Chapter 8 - How we keep cool and stay warm

  • 7% of the 51 Gt
  • In average American home, AC is the biggest electricity consumer. More than lights, fridge, computer
  • In addition to energy, AC units contain refrigerants, F-gases, which have high GWPs.
  • Furnaces and water heaters account for 1/3 of emissions that come from buildings. They usually run on fossil fuels
    • Nice property: these things could have a negative green premium
  • Costs go down if you replace electric AC and gas furnace and replace them with a heat pump
  • Looking at major cities, the green premium for a heat pump is about a 20% discount
  • Unfortunately, switching heating fuels with 0-carbon alternatives have a high (>100%) green premium

Chapter 9 - Adapting to a changing world

  • In Kenya, about 1/3 of pop works in agriculture.
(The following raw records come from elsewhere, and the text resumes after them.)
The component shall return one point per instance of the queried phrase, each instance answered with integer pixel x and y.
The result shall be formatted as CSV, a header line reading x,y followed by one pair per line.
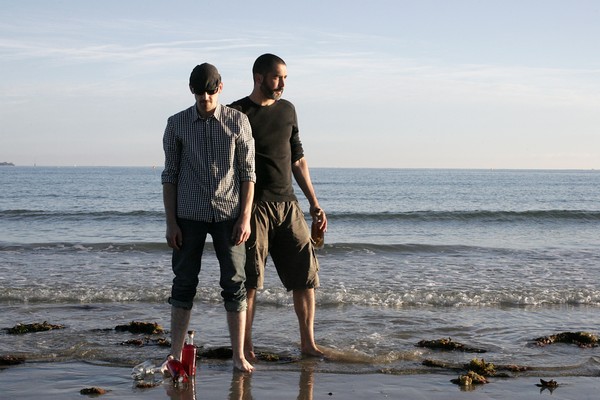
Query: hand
x,y
174,236
241,231
321,218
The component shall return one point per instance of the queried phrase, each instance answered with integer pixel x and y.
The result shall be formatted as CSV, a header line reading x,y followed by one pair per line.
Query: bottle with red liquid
x,y
188,355
176,369
318,235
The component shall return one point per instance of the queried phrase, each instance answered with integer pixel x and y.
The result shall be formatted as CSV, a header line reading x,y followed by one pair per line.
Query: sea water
x,y
490,258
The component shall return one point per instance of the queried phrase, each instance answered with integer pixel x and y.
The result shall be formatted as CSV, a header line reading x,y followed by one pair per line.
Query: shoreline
x,y
64,380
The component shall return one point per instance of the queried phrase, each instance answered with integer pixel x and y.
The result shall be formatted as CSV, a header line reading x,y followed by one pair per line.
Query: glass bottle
x,y
188,354
145,370
317,234
175,369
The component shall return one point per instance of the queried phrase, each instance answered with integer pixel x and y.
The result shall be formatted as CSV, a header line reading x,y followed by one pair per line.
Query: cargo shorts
x,y
280,229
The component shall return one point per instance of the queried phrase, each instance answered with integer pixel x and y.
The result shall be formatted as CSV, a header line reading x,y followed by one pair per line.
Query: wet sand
x,y
64,380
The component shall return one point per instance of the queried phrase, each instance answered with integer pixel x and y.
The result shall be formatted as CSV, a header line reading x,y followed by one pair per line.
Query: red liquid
x,y
188,359
177,370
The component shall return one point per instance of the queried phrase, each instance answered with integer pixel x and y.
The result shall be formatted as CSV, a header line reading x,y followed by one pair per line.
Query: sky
x,y
509,84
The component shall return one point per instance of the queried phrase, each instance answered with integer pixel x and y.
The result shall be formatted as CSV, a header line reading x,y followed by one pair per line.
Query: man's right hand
x,y
174,236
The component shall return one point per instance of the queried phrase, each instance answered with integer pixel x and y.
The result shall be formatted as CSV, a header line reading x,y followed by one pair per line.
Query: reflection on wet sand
x,y
241,385
182,391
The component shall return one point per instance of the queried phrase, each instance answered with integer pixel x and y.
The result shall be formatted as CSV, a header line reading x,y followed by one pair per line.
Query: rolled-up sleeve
x,y
172,149
245,151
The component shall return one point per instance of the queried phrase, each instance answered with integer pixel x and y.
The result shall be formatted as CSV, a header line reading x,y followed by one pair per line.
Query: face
x,y
206,102
273,83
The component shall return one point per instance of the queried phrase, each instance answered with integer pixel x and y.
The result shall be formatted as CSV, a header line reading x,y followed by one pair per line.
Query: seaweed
x,y
92,390
481,367
147,341
581,339
20,329
8,360
470,378
449,345
149,328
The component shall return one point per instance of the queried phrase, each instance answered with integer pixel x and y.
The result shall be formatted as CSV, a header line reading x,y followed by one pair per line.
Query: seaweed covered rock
x,y
581,339
147,341
481,367
449,345
8,360
470,378
20,329
93,390
149,328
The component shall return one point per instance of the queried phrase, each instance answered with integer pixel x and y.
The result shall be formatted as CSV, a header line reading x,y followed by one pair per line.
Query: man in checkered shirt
x,y
208,186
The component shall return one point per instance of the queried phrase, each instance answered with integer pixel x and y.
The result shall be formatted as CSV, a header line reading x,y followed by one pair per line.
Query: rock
x,y
149,328
8,360
20,329
92,390
471,378
581,339
448,344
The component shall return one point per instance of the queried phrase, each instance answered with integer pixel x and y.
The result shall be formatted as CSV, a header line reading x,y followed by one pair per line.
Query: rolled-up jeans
x,y
186,263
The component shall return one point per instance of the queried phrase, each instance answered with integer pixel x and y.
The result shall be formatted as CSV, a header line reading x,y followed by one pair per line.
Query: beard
x,y
273,94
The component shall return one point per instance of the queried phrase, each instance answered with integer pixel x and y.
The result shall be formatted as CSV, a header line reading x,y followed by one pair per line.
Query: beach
x,y
65,380
490,259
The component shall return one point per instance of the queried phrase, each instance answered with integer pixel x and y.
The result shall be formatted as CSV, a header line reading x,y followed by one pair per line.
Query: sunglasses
x,y
209,92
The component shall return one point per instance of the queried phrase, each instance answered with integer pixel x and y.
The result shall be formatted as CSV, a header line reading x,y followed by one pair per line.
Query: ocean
x,y
492,259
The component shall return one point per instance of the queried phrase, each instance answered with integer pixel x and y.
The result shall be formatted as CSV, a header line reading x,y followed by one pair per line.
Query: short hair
x,y
266,63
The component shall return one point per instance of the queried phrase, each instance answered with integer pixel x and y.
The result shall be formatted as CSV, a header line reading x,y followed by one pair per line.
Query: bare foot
x,y
312,351
250,356
243,365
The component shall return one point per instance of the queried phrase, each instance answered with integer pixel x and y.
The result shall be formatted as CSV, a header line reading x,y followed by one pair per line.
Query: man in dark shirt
x,y
278,224
208,184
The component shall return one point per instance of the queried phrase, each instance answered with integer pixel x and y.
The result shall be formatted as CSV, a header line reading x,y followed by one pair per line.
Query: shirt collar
x,y
217,113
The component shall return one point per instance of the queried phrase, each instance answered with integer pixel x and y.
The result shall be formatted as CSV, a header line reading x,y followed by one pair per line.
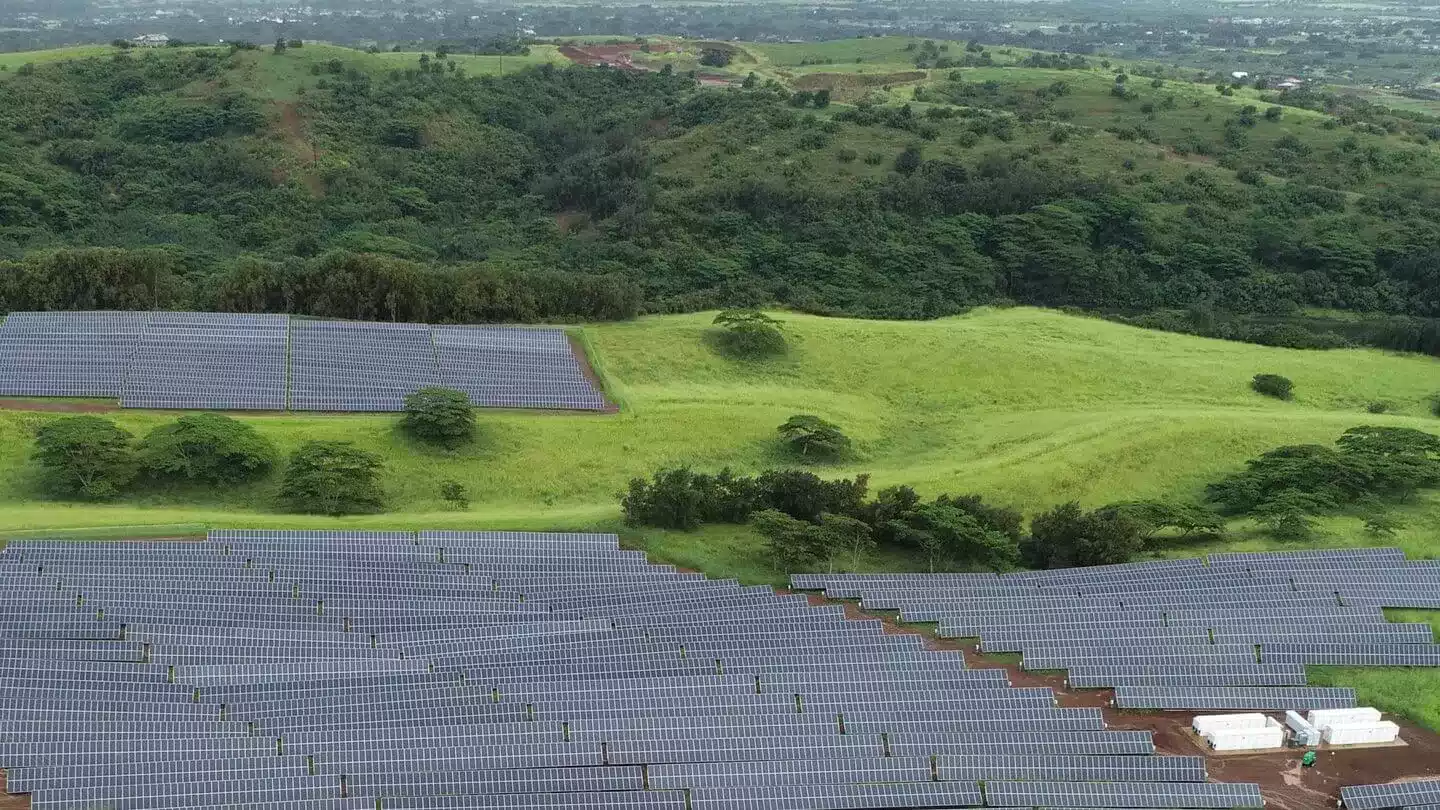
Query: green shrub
x,y
85,457
439,415
749,335
455,495
1067,536
333,477
1273,385
811,437
206,447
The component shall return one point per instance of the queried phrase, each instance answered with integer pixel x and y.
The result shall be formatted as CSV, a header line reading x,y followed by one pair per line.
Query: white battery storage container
x,y
1361,734
1321,718
1207,724
1247,738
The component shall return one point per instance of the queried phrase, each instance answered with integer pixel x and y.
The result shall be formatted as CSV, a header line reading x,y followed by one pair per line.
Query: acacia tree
x,y
84,457
749,335
811,437
1067,536
206,447
439,415
333,477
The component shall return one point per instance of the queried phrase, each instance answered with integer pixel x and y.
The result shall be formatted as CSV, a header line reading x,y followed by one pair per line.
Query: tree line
x,y
549,193
94,459
810,522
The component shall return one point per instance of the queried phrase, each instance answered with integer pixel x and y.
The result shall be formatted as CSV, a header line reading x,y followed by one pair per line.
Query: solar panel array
x,y
501,669
1231,632
218,362
235,362
68,353
1391,796
510,368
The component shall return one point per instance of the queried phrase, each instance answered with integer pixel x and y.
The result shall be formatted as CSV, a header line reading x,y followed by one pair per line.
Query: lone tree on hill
x,y
84,457
811,437
749,335
1273,385
716,56
1066,536
333,477
455,495
206,447
439,415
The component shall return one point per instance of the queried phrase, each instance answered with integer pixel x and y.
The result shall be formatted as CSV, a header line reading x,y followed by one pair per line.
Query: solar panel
x,y
1121,794
1233,698
514,368
199,361
1394,794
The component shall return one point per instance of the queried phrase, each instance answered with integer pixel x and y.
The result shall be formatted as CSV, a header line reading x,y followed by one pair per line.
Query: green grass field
x,y
1026,407
12,61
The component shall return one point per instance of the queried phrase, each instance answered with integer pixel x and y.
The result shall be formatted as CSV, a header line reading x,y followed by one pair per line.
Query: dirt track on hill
x,y
56,407
1283,781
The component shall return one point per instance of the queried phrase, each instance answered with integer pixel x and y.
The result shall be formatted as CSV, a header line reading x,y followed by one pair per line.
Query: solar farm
x,y
1233,632
536,670
255,362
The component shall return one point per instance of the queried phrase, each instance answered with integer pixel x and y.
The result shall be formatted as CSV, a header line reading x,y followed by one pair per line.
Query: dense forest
x,y
566,192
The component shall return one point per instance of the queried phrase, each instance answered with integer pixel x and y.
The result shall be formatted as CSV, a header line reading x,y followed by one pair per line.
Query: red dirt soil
x,y
601,55
1283,781
589,374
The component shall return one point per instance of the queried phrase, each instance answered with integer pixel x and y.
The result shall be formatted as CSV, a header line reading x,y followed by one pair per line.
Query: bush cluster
x,y
1368,466
92,459
811,522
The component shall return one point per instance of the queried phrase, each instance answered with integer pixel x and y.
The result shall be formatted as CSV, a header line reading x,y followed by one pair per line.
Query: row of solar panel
x,y
272,362
570,695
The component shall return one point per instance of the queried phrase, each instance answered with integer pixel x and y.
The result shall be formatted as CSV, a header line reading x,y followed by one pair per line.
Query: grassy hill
x,y
1027,407
916,192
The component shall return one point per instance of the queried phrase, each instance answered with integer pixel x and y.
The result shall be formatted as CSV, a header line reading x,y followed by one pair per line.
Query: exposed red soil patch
x,y
56,407
589,374
601,55
297,140
1283,781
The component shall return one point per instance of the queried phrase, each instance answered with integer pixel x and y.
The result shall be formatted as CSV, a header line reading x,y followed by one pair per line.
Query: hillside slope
x,y
900,190
1027,407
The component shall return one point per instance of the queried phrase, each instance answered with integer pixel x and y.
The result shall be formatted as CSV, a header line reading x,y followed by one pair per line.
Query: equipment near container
x,y
1247,738
1361,734
1207,724
1321,718
1301,731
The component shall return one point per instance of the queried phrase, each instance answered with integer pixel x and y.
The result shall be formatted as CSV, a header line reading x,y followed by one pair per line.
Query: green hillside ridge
x,y
949,189
1027,407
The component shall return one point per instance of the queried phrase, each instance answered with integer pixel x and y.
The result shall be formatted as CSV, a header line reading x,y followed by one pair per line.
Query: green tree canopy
x,y
439,415
85,457
333,477
749,335
812,437
206,447
1069,536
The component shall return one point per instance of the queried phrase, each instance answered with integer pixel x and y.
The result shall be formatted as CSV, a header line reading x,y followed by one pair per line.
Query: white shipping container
x,y
1361,734
1206,724
1246,738
1321,718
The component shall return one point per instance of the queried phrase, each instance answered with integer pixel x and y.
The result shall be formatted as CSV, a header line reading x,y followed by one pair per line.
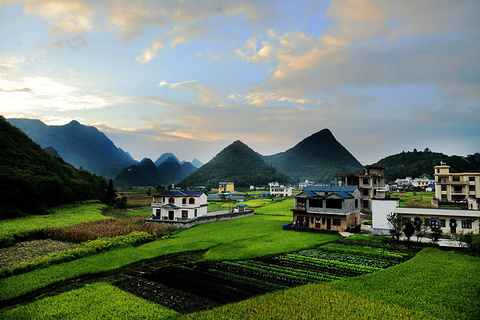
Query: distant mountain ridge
x,y
80,145
417,164
33,180
318,157
146,173
237,163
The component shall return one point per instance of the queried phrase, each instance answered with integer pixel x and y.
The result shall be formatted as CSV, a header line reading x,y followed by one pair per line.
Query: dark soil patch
x,y
28,250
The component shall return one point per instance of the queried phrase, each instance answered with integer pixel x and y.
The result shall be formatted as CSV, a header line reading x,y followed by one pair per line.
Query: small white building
x,y
448,220
280,191
179,205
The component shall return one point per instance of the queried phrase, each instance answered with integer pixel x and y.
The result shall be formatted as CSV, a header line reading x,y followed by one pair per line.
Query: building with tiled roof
x,y
327,208
179,205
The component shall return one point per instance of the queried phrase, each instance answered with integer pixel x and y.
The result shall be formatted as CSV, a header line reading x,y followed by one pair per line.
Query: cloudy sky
x,y
191,77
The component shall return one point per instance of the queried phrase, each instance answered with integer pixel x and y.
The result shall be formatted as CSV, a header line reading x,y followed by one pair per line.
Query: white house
x,y
448,220
280,191
179,205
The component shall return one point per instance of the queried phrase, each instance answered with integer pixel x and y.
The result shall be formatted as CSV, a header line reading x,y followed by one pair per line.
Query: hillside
x,y
79,145
420,163
318,157
33,180
237,163
143,174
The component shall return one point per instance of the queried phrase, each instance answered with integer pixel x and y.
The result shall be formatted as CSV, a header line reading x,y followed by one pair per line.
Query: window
x,y
466,224
316,203
334,203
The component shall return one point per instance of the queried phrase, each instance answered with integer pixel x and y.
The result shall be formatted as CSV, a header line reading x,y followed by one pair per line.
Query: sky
x,y
191,77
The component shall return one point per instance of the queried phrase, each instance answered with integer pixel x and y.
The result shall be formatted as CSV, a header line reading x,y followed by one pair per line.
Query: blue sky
x,y
191,77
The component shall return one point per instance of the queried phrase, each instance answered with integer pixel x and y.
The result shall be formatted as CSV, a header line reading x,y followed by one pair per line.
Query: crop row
x,y
349,258
364,251
85,249
107,228
335,267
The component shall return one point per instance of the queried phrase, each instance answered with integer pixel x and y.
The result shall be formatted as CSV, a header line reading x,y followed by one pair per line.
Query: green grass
x,y
62,216
236,239
315,301
443,284
281,208
97,301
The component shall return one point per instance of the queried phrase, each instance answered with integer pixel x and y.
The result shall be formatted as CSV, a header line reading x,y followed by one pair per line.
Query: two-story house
x,y
226,187
461,188
327,207
371,182
179,205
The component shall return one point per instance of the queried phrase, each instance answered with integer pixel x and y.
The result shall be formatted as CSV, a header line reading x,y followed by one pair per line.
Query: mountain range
x,y
81,146
237,163
32,180
318,157
146,173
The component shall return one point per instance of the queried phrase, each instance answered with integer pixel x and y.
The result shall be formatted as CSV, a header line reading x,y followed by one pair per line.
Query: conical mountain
x,y
143,174
237,163
165,157
318,157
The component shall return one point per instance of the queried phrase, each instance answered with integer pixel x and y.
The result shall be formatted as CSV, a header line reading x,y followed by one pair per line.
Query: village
x,y
342,206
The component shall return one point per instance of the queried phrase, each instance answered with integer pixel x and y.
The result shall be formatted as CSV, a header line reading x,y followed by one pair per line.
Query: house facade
x,y
327,207
226,187
448,220
179,205
371,182
459,188
280,191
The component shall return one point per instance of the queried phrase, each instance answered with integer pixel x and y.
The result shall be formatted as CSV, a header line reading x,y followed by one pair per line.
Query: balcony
x,y
452,183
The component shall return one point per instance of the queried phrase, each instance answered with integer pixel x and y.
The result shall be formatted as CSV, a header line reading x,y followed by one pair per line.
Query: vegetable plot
x,y
229,281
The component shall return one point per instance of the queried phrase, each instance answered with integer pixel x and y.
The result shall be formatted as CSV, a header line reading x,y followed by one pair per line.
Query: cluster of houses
x,y
341,206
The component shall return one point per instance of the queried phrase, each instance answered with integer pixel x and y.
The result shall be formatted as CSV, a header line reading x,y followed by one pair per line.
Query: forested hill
x,y
237,163
33,180
318,157
80,145
417,164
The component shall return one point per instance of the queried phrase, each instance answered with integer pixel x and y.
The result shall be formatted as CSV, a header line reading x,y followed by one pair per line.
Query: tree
x,y
111,195
409,230
397,222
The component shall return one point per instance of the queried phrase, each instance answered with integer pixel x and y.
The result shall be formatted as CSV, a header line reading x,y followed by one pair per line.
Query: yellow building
x,y
461,188
226,187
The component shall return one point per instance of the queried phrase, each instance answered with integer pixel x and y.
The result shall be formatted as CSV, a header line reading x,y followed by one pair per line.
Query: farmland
x,y
257,255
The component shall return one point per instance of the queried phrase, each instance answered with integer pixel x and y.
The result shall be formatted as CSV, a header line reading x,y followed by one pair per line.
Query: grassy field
x,y
91,303
237,239
415,199
62,216
434,284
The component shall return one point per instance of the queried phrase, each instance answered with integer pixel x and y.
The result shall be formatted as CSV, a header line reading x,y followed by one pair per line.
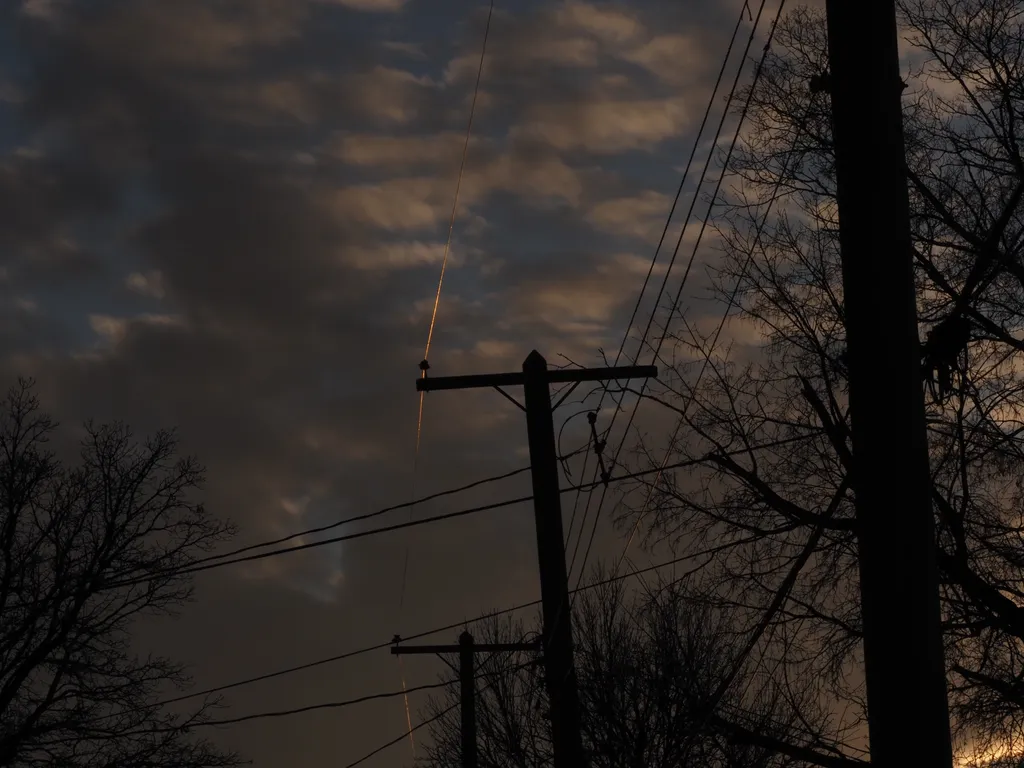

Worldwide, about 500m smallholder farms
  • About 2/3 of people in poverty work in agriculture
  • However, are responsible for few ghg emissions, because cant afford to use products.
  • Though poor are doing little to cause climate change, will suffer the most. Climate will create droughts, floods.
  • In Sub-Saharan Africa, farmland will become drier.